Several of the industries on my layout either load or unload tank cars. For petroleum products, unloading was normally done by gravity from a bottom outlet (at least in California, though I understand some states banned gravity unloading). This can be indicated on a model in several ways. A hose or hoses can be artfully draped alongside the spur track; a coiled hose can be shown on a rack; or the modeler can show just a covered box where hose connections are made, with coiled hoses assumed inside the pump house. I have done all three in different places.
     Here is a prototype photo of bottom unloading in progress. It was included in my column in the March 2014 issue of Model Railroad Hobbyist (back issues are always free to download at: http://model-railroad-hobbyist.com/ ). It is a Standard Oil Company photo, taken at Bayway, New Jersey, and is from the Rob Evans collection.

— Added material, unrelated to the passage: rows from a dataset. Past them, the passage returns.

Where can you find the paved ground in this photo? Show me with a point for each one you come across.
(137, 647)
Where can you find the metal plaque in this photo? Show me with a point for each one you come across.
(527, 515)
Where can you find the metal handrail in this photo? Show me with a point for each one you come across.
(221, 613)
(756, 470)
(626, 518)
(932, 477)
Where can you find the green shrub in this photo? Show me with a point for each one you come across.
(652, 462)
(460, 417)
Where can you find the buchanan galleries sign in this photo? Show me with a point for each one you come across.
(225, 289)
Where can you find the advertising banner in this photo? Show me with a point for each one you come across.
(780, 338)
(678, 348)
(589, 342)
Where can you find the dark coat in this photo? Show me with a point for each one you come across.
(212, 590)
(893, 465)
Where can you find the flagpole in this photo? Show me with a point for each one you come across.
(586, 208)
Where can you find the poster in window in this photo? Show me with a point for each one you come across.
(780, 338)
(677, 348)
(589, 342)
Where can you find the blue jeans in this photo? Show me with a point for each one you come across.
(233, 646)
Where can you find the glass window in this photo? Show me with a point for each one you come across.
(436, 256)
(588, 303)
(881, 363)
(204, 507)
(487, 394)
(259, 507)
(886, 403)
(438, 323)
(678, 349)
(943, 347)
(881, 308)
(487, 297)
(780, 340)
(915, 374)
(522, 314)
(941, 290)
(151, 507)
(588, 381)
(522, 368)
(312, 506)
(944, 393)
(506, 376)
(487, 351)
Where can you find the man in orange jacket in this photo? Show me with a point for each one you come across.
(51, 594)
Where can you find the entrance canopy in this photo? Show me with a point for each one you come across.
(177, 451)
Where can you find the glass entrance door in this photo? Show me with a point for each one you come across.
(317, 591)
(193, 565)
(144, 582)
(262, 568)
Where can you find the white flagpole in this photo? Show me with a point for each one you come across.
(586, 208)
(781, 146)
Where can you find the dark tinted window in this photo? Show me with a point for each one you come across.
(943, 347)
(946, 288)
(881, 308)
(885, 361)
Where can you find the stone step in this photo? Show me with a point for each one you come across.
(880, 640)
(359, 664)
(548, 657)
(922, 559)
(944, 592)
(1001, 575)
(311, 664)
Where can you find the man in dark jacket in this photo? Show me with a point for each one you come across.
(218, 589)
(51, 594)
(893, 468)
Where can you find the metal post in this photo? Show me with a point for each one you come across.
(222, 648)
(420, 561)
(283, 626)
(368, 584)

Note that there is a loading platform above, which relates to my subject now.
     This post is about the situation where workmen need to connect unloading pipes or hoses at the car top (for example with pressurized gas cars, such as LPG or chlorine), or where the cargo is an ordinary liquid but is unloaded by pumping out the car through the dome (for example acids), or where a car is to be loaded through the dome’s manway (in my case, bulk wine at the winery). This next photo, a detail of one in my March 2014 MRH column, shows an unloading platform for propane, and on the ground to its right, you can see a coiled hose and a hose connection for bottom unloading. You can click on the image to enlarge.

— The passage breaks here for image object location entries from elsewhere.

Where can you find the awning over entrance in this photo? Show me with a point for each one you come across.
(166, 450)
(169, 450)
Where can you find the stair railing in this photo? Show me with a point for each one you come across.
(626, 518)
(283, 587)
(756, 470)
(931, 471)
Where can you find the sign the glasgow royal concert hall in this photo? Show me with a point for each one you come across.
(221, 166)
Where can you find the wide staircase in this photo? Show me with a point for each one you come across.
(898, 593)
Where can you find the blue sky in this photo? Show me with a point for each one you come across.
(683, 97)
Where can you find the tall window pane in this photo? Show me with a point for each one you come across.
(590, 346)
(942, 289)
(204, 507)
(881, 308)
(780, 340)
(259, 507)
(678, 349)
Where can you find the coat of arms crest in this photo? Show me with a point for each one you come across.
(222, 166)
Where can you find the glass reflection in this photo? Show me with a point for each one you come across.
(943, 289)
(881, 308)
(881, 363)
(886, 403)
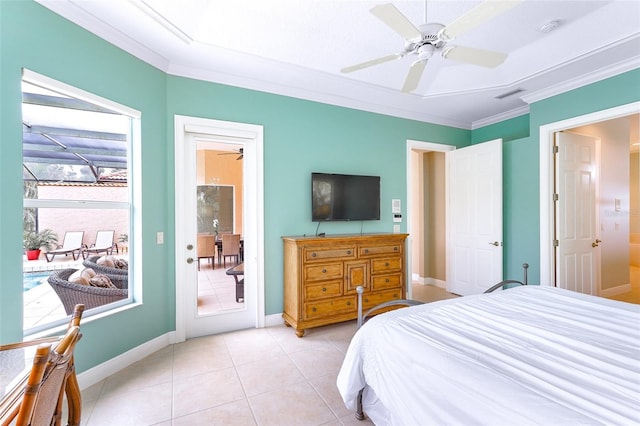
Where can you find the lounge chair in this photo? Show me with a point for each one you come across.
(72, 244)
(104, 243)
(71, 294)
(102, 269)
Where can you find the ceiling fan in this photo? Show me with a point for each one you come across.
(427, 39)
(239, 153)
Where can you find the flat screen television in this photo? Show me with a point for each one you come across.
(344, 197)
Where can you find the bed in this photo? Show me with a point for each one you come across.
(526, 355)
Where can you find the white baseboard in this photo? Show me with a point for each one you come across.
(614, 291)
(100, 372)
(273, 320)
(428, 281)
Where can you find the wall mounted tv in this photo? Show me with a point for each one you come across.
(344, 197)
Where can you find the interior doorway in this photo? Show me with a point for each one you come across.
(192, 133)
(617, 216)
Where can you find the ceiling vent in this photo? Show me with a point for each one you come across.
(511, 93)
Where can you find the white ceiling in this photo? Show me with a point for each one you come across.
(297, 48)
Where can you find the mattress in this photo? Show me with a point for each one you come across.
(527, 355)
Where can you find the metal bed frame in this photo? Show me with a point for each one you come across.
(359, 414)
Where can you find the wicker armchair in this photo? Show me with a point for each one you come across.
(71, 293)
(90, 262)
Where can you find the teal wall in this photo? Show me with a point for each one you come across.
(300, 137)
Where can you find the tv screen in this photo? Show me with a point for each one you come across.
(344, 197)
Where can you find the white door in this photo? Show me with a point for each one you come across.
(578, 250)
(193, 134)
(474, 218)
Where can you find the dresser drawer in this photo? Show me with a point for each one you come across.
(381, 282)
(386, 264)
(328, 308)
(326, 271)
(375, 298)
(323, 290)
(329, 253)
(378, 250)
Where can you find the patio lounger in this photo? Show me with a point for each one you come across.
(72, 244)
(104, 243)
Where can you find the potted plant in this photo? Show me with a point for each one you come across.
(34, 241)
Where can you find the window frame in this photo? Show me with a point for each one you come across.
(134, 193)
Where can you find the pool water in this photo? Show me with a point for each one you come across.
(33, 279)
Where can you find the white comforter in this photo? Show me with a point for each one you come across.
(528, 355)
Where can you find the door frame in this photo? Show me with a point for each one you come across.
(546, 137)
(414, 145)
(229, 131)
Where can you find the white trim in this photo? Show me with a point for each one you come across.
(57, 86)
(500, 117)
(414, 145)
(565, 86)
(108, 368)
(546, 177)
(185, 125)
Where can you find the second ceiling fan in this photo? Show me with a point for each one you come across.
(430, 38)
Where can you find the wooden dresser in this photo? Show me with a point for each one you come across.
(321, 275)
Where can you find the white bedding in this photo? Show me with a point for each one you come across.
(527, 355)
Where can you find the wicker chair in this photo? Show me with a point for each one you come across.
(91, 297)
(90, 262)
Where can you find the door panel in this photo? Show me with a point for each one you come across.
(474, 212)
(578, 252)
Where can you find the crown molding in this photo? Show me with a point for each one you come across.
(584, 80)
(517, 112)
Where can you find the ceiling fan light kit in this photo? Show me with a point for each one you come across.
(425, 40)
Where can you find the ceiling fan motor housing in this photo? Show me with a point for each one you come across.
(429, 35)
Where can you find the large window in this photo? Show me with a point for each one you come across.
(78, 186)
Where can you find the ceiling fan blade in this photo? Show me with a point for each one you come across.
(413, 77)
(371, 63)
(476, 16)
(471, 55)
(399, 23)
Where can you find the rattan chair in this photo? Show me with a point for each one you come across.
(38, 398)
(72, 293)
(90, 262)
(230, 248)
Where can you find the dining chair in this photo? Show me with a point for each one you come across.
(230, 248)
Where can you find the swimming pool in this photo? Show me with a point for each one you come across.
(33, 279)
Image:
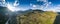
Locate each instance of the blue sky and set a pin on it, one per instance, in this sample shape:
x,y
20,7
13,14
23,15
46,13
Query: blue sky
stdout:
x,y
26,2
37,4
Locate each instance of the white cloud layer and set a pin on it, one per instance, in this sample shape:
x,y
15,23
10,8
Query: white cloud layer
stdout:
x,y
47,6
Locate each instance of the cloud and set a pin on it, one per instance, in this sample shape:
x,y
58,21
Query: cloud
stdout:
x,y
16,3
43,0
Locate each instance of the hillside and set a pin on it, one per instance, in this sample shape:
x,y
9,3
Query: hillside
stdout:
x,y
36,17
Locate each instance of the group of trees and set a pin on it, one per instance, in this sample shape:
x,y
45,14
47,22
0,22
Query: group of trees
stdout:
x,y
37,17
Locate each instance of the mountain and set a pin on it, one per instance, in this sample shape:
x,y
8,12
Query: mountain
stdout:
x,y
36,17
3,17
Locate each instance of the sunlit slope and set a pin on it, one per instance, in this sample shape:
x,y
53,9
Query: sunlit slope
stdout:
x,y
36,17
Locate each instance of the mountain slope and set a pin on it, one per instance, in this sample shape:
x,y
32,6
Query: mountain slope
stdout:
x,y
36,17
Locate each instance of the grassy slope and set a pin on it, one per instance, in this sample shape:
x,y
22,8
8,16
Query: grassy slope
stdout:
x,y
36,17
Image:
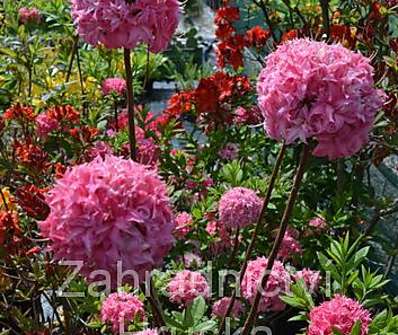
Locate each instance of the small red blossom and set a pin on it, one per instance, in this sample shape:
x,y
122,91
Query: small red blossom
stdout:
x,y
64,113
216,93
229,52
31,155
225,16
289,35
9,226
20,113
180,103
32,201
343,34
59,170
257,37
33,251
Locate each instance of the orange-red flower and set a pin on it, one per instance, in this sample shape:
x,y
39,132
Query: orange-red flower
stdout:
x,y
257,37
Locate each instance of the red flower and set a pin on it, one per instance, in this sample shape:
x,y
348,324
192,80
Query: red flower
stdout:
x,y
32,201
33,251
289,35
20,113
257,37
9,226
2,124
230,52
206,95
215,95
59,169
180,103
31,156
343,34
377,11
394,44
84,134
229,14
225,16
64,113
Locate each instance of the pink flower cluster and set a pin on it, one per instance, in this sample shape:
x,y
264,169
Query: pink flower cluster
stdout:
x,y
220,307
311,278
229,152
278,283
183,225
310,89
114,85
29,15
340,313
251,116
110,210
239,207
192,260
186,286
290,245
125,24
119,309
147,332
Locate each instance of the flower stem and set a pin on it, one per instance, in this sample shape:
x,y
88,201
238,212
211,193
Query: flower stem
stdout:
x,y
130,102
325,17
72,57
260,224
116,116
157,311
281,234
235,248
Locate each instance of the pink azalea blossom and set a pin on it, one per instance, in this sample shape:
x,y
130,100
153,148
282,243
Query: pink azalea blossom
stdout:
x,y
108,211
278,283
311,278
119,309
212,227
251,116
239,207
114,85
340,313
192,260
29,15
311,89
125,24
220,307
186,286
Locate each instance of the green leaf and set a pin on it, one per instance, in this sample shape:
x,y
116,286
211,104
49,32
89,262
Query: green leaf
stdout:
x,y
356,330
205,326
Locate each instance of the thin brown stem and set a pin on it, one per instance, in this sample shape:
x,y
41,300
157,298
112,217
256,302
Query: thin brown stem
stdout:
x,y
260,224
278,241
72,57
261,4
3,198
116,116
325,17
235,249
157,311
130,102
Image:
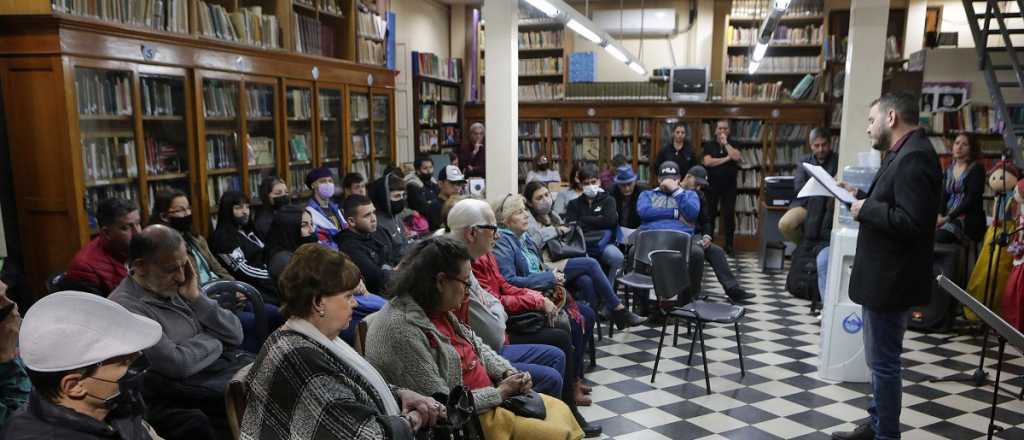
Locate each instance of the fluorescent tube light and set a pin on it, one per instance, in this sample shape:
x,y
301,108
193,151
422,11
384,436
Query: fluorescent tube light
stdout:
x,y
615,53
584,32
546,7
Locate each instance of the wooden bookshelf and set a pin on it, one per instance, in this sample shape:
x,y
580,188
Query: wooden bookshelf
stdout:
x,y
157,134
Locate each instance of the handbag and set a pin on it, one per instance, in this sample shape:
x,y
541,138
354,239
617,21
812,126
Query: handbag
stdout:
x,y
527,404
568,245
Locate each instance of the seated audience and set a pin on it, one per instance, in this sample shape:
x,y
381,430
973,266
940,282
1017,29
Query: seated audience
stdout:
x,y
14,385
239,248
199,352
327,215
272,195
309,384
963,215
792,223
369,247
417,343
424,191
521,264
82,355
696,180
99,266
595,213
543,171
562,199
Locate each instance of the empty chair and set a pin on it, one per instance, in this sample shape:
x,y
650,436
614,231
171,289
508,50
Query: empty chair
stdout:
x,y
671,287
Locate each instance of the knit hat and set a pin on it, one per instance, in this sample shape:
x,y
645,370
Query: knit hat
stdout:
x,y
316,174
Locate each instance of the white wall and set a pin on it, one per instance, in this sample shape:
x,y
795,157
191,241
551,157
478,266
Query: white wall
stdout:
x,y
422,27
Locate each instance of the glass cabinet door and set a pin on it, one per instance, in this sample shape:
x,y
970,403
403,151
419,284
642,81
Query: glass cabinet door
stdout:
x,y
261,137
358,115
107,126
382,133
298,110
164,134
332,131
223,158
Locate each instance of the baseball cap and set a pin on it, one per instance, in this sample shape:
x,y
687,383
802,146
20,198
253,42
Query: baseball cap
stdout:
x,y
669,169
698,173
451,173
72,330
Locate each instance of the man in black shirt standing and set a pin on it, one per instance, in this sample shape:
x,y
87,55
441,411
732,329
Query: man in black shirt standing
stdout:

The propane tank is behind the platform, and the pump house to the right.
     I described the scratchbuilding of this platform in the MRH column, but just to show it clearly, here is the complete model with primer paint.


Many platforms like this, which were in regular use, had stairways rather than ladders, but platforms that were only used occasionally sometimes did have ladders.
     I need to build two platforms, one of which is for loading tank cars at my winery at Ballard. The second is for my chemical repackaging company, which needs a more complex top unloading facility, for pressurized gas cars as well as for top-unloading cars.
     These two platform projects are kitbashed, or at least rearranged, from the Walthers “Oil Loading Platform” kit, their number 933-3104. I should emphasize that there is nothing profound about my modification of the Walthers kit, only that I thought it might be interesting to show ways it can be used other than the stock kit assembly. As Tony Koester says, in his excellent and inspiring book, How to Kitbash Structures (Kalmbach Books, 2012), “Do not read the label on the box.” That means, just see if the picture of the completed structure resembles, or can contribute to, what you want to build.
     In my case, the Walthers kit is being transformed into two platforms, one for chemical unloading, the other for wine loading. The kit’s label, “Oil Loading Platform,” might make you think it was only for that use, but it needn’t be so; neither of my models will be used that way.
     The kit is set up so tank cars can be loaded on both sides of the platform. But I have only a single track at both my industries, so I won’t use the double-sided feature of the Walthers platform. Moreover, the Walthers deck is molded to represent (poorly) steel grid, whereas in my modeling year of 1953, steel grid walkways were relatively new. I simply sanded off the grid, and glued some Evergreen 0.020-inch thick grooved styrene (from sheet no. 2067) on top of the Walthers deck.
     I then cut the deck in half to make two shorter decks. This immediately suggests a small problem, in that the kit has only three vertical supports, while building two platforms pretty clearly requires a total of four. I simply made another support, with Evergreen C-channel legs (no. 262, which is 0.080-inch channel) and HO scale 2 x 8-inch strips (Evergreen no. 8208), and assembled these to match the kit supports. Another strategy would be to support one end of one of the platforms against a building, which would avoid having to scratchbuild a support.


You can see the dark gray plastic of the Walthers platforms under the white scribed styrene overlay. I included a kit support so you can see the white styrene support next to it was modeled on it.
     The next steps will be to start assembling the pieces, mostly using kit parts. I will show more progress on the platforms as they come along.